The protocol was part of a larger study of neuropsychological disorders in NF1 (3 sessions each lasting 150 minutes). The children with NF1 were seen as part of their neuropsychological assessment at the hospital, while control children were seen at home. The tests were administered in a predefined and systematized order.
All analyses were carried out with R software (R Core Team, www.r-project.org). Differences between the NF1 and control groups on raw or standardized scores (based on calibrations) on the various measures were examined with two-tailed Student t tests. Welch's correction was applied to degrees of freedom to account for the heterogeneity of variances in the population. A value of p < .05 was considered significant and a value of p ≤ .10 as a trend. Effect sizes were calculated and analyzed according to Cohen's recommendations26: small if 0.2 ≤ d < 0.5; moderate if 0.5 ≤ d < 0.8; large if d ≥ 0.8.
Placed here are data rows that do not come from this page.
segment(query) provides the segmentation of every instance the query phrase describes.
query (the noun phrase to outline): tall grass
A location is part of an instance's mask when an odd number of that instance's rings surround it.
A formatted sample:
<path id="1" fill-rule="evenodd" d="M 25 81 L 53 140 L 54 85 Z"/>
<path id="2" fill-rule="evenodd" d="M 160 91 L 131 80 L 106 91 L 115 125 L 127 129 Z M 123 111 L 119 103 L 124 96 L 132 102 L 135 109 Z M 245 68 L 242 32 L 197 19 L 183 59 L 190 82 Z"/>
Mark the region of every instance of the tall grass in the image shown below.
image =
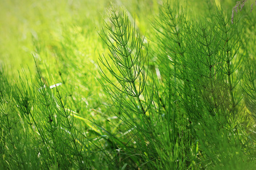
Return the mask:
<path id="1" fill-rule="evenodd" d="M 218 2 L 1 2 L 0 168 L 255 169 L 255 12 Z"/>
Linear regressions were calculated to examine the determinants of low QoL domain scores (self- and proxy reports). Two kinds of predictors were considered and selected on the basis of a critical threshold of .10, namely (1) low EF scores, and (2) sociodemographic (age, sex, parental education level) and disease-related (sporadic vs. familial form, severity, visibility) factors. We also included the extent of school and extracurricular support (see 27, 28), in order to contrast it with other indicators. Any missing data for a regression were completed ("impute" or "fill in") with the Amelia 2 package 29, 30. The parameters of the function assumed that the data were multivariate normal. This program uses the EMB algorithm (B for bootstrap31). A total of 100 completed datasets were created (by default with Amelia 2) and backed up. Regression results (beta and SE) were pooled according to standard multiple imputation rules32.